Aires Tide simula le condizioni estreme che un’arma nucleare affronta durante il volo — calore intenso, vibrazioni, stress strutturali ad alta velocità — raccogliendo dati che guidano la ricerca dei laboratori dell’intera rete DOE. Il progetto ha coinvolto Sandia National Laboratories, Lawrence Livermore, Los Alamos e il Kansas City National Security Campus. Per la progettazione sono stati impiegati i supercomputer Venado e El Capitan. Il processo è partito a ottobre 2025: design generato dall’IA a novembre, modello plastico a dicembre, prototipi a scala reale completati a marzo 2026. Cinque mesi contro i due anni che il percorso avrebbe richiesto con le procedure standard.
Tutto questo nasce da un ordine esecutivo firmato da Trump nel novembre 2025: la Genesis Mission. L’iniziativa collega i supercomputer del Dipartimento dell’Energia ai laboratori nazionali per applicare l’IA alle sfide più complesse della sicurezza nazionale. Il parallelo con il Progetto Manhattan — citato sia nell’ordine esecutivo sia dall’amministratore NNSA Brandon Williams — non è retorica: indica l’ambizione di costruire un’infrastruttura scientifica che integri modelli computazionali, manifattura additiva e apprendimento automatico in un unico flusso operativo. Williams ha dichiarato che l’obiettivo è dimostrare come l’IA possa accelerare sia la produzione sia la manutenzione dello stockpile nucleare americano.
La presentazione avviene in un momento di tensione tecnologica con Pechino. Proprio nella stessa settimana, il supercomputer cinese LineShine ha scalzato El Capitan dalla vetta della classifica TOP500, raggiungendo 2,198 exaflop — un vantaggio del 20% — e segnando il primo primato cinese dal 2017. Williams non ha nascosto la natura competitiva della corsa: “non c’è dubbio che siamo in una gara sulle capacità IA con la Cina”. Una differenza tecnica va però segnalata: LineShine funziona su CPU, non sulle GPU che alimentano l’addestramento dei modelli IA, dove i grandi operatori americani mantengono un vantaggio significativo.
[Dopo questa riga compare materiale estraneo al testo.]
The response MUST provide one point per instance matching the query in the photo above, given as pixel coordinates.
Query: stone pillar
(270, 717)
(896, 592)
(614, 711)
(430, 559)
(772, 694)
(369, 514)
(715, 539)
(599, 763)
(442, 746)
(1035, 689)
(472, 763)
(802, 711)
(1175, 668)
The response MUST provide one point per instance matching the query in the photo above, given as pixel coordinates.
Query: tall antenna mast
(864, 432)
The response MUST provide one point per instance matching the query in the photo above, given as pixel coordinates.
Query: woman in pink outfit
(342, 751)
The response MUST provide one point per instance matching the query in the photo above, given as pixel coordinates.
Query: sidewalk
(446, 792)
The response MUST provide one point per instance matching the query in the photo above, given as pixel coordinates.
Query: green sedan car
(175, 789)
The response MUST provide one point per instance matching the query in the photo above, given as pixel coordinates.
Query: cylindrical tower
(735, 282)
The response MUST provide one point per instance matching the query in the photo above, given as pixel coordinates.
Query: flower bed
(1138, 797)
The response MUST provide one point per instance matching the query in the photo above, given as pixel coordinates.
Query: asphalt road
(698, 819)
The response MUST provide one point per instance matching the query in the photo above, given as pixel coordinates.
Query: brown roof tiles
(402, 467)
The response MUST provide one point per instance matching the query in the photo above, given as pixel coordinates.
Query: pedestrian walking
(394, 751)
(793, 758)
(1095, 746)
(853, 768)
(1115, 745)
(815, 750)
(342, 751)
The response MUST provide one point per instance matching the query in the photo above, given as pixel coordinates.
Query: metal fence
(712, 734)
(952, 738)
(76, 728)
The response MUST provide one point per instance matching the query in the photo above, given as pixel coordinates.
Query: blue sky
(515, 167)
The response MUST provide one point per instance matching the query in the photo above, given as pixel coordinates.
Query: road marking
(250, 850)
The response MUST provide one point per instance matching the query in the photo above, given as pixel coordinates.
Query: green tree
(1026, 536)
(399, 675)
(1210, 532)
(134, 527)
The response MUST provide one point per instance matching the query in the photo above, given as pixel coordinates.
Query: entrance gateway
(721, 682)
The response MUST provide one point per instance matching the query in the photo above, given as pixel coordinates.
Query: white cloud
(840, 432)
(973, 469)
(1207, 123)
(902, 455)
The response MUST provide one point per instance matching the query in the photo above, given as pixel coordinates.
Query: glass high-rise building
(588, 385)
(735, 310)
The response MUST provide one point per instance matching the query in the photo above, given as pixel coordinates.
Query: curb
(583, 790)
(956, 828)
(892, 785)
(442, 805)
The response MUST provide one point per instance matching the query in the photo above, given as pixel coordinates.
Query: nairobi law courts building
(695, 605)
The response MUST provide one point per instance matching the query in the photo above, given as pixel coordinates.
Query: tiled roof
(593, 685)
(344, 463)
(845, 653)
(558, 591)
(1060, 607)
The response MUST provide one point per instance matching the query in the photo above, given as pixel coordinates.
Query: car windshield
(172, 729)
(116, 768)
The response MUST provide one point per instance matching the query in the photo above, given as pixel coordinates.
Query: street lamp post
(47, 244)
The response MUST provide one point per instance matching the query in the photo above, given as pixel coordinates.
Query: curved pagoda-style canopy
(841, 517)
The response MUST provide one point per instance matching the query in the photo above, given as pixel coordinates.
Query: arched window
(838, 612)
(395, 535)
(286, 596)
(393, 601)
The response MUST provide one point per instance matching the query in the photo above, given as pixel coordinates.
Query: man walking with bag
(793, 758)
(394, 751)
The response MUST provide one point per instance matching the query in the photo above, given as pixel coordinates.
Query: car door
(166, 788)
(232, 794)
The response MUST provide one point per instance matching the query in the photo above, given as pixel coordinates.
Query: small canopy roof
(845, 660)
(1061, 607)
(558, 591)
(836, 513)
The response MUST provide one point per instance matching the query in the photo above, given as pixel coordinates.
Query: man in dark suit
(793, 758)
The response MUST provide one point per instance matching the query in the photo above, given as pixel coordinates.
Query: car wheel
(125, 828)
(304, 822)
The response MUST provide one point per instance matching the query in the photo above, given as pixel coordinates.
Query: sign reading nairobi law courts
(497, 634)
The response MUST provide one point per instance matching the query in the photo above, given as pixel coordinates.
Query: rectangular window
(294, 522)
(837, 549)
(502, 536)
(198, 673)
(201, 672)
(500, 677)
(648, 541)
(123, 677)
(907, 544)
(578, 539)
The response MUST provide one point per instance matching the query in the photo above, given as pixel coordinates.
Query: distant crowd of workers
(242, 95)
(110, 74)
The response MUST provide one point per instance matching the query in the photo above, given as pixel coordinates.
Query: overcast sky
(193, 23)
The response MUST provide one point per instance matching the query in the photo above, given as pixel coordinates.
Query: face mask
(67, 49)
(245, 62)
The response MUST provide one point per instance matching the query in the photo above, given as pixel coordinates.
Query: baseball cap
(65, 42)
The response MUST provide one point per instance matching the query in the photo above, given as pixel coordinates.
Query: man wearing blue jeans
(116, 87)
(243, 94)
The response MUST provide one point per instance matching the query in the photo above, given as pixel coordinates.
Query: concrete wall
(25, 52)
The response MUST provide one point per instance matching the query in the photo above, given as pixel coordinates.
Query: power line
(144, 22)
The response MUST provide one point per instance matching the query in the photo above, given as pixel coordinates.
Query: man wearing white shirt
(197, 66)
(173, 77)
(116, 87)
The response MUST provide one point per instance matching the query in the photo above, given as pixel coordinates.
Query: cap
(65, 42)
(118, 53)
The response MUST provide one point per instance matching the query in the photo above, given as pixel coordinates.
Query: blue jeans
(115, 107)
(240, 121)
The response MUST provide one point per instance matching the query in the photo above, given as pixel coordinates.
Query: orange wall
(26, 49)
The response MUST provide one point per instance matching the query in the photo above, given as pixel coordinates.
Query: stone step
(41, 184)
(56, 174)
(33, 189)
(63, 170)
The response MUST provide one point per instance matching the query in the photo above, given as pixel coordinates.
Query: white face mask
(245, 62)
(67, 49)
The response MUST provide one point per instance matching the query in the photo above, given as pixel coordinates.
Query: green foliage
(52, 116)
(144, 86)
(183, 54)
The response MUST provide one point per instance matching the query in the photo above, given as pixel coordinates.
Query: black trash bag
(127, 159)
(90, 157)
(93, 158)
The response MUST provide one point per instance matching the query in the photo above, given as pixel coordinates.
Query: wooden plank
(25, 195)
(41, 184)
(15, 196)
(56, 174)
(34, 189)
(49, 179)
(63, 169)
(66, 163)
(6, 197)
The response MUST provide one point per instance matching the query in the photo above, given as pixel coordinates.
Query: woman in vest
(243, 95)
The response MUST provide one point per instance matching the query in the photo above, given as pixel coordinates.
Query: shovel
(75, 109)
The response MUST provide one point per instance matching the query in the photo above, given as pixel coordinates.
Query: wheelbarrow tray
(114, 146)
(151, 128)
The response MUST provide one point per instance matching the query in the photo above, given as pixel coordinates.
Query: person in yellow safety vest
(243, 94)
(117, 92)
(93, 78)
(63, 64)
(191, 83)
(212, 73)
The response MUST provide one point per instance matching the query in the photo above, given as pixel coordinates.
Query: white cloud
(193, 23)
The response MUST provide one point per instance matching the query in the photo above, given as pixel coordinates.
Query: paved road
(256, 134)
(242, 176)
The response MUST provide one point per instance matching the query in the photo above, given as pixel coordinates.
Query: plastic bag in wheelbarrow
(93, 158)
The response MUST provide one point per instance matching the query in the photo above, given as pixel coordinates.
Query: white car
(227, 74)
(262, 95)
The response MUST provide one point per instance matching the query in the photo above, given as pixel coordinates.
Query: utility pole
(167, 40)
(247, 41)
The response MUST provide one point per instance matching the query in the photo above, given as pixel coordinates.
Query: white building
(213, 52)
Aires Tide è la prima dimostrazione fisica pubblica della Genesis Mission, ma non sarà l’ultima. I dati raccolti nei voli di test alimenteranno i modelli computazionali usati dall’intera rete dei laboratori nazionali, aprendo una via in cui il ciclo concept-prototipo-test potrà essere ripetuto in tempi che fino a ieri sembravano impossibili. Se questo metodo si consolida, la modernizzazione della deterrenza nucleare americana non sarà più vincolata ai ritmi decennali che hanno caratterizzato il settore dalla fine della Guerra Fredda. Il vero traguardo non è il veicolo esposto sulla Mall: è il processo che lo ha generato.